Anstellung von Schulleitungen an kantonalen Schulen

Personalrechtliche Grundlagen und Informationen zum Vorgehen bei Anstellung von Schulleitungen an kantonalen Schulen

Dieser Handbuchartikel ist eine

Fachweisung

Anstellung von Schulleitungsmitgliedern

1.    Grundsätzliches zum Vorgehen
Die Anstellungsbehörde für die Schulleitungsmitglieder (Rektorinnen und Rektoren sowie Konrektorinnen und Konrektoren) sind auf der Sekundarstufe I das Amt für Volksschulen, Hauptabteilung Betrieb und auf der Sekundarstufe II die Dienststelle BMH, Hauptabteilung Berufs- und Mittelschulen. Die Anstellungsbehörden sind grundsätzlich zuständig für das Rekrutierungs- und Anstellungsverfahren.

1.1. Mitwirkungsrecht

Angestellt werden die Schulleitungsmitglieder auf der Basis eines Entscheids eines Wahlgremiums durch die Anstellungsbehörde. Dem Wahlgremium für die Anstellung der Schulleitungsmitglieder auf den Sekundarstufen I und II gehören die Vertretungen der zuständigen Dienststelle der Bildungs-, Kultur- und Sportdirektion (AVS oder BMH), des Schulrats, der Schulleitung, des Lehrerinnen- und Lehrerkonvents sowie auf der Sekundarstufe II der Schülerinnen und Schüler bzw. Lernenden an (§ 82a Abs. 5 Bildungsgesetz). Je Vertretung gehören den Wahlgremium maximal 2 Personen an. Ausgenommen ist die Schulleitung, welche selbst bestimmt, wie viele Vertreterinnen und Vertreter sie in das Wahlgremium entsendet.

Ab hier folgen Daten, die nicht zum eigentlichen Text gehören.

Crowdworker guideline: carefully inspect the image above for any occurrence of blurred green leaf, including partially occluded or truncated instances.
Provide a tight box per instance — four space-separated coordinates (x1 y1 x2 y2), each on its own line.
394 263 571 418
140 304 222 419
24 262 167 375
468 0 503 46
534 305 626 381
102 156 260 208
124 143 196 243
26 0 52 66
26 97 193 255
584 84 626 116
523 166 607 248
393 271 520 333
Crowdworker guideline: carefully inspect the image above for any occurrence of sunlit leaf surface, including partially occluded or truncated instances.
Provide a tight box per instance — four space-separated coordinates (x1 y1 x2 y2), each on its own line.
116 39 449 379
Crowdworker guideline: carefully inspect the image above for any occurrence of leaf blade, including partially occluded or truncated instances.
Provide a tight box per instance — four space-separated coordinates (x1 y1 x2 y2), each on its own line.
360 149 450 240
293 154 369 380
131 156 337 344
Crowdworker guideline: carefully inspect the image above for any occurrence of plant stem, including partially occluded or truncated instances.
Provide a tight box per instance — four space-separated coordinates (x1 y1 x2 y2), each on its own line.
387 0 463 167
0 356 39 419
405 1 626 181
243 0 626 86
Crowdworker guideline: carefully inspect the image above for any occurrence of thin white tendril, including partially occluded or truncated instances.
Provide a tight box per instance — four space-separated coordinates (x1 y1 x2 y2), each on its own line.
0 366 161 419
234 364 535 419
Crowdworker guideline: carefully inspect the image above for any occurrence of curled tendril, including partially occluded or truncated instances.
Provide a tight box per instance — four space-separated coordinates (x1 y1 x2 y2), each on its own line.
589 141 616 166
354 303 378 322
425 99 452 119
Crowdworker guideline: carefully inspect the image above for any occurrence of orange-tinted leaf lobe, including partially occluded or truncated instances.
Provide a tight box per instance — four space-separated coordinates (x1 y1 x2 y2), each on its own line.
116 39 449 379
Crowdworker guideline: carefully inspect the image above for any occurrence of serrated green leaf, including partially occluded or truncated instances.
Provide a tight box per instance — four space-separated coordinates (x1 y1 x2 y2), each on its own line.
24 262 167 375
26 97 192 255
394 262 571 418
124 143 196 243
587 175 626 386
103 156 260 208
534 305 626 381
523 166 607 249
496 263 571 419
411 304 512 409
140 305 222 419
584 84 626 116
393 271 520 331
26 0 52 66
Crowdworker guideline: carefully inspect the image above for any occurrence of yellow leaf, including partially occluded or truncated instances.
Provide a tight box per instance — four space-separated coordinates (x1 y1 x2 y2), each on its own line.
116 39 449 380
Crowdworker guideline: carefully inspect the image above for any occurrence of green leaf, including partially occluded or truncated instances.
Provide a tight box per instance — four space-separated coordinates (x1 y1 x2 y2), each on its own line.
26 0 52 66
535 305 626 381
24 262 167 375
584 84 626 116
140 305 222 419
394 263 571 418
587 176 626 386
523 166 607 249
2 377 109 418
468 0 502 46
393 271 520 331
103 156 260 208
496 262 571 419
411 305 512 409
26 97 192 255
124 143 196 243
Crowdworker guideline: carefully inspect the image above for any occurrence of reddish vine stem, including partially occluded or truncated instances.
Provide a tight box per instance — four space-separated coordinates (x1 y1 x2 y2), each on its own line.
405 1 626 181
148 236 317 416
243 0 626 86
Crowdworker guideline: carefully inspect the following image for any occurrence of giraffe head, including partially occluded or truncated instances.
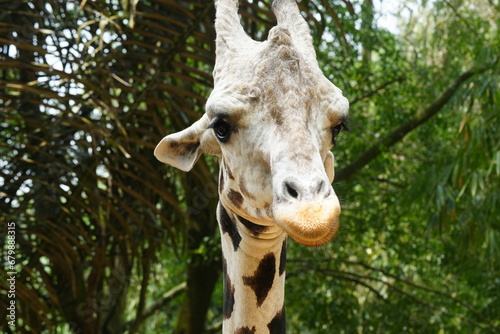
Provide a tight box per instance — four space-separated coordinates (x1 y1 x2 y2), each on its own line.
155 0 349 246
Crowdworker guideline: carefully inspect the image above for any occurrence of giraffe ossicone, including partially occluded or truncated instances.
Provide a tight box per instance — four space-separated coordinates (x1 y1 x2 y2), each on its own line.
155 0 349 333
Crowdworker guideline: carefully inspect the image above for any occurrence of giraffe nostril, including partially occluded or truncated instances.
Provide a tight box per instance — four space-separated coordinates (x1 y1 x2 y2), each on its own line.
285 182 299 198
316 180 325 195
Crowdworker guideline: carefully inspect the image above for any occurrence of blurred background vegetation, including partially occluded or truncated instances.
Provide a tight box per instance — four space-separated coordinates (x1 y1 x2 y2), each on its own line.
0 0 500 334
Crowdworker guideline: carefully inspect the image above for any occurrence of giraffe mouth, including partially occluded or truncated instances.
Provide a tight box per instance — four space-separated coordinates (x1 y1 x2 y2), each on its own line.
273 196 341 246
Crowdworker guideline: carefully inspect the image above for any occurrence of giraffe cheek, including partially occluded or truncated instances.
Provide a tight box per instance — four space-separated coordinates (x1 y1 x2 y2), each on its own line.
323 152 335 183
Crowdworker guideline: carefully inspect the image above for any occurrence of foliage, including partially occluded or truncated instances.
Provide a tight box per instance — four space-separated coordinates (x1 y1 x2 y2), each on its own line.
0 0 500 333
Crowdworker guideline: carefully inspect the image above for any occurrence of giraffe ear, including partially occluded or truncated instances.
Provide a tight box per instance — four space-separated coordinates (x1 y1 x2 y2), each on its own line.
154 114 220 172
323 151 335 183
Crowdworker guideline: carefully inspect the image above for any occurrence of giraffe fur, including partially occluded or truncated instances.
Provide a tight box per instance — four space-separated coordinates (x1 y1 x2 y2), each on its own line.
155 0 349 334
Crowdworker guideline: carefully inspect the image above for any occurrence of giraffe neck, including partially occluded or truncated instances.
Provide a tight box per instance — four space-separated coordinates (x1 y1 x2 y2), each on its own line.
217 203 286 334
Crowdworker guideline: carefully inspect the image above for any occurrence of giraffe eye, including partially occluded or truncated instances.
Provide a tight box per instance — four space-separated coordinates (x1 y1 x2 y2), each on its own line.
212 119 231 143
332 122 347 146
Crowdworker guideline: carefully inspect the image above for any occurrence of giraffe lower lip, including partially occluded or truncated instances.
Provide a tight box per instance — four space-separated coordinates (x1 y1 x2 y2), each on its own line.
273 197 340 246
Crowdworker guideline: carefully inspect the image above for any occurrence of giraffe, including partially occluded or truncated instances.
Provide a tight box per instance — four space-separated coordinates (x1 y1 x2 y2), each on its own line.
154 0 349 334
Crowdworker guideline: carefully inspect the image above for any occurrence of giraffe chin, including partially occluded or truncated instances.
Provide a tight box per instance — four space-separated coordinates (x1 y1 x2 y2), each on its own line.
273 197 340 247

1.2. Schutz der Personendaten und Schweigepflicht
Im Zusammenhang mit dem Auswahlverfahren und der abschliessenden Wahl eines neuen Schulleitungsmitglieds dürfen keine Daten weitergeben werden, die Rückschlüsse auf die natürliche Person der Bewerberinnen und Bewerber ermöglichen (§ 9 Absatz 1 Buchstabe a sowie § 11 Absatz 1 Informations- und Datenschutzgesetz, IDG). Das gilt auch für den Lehrerinnen- und Lehrerkonvent bzw. dessen Leitung.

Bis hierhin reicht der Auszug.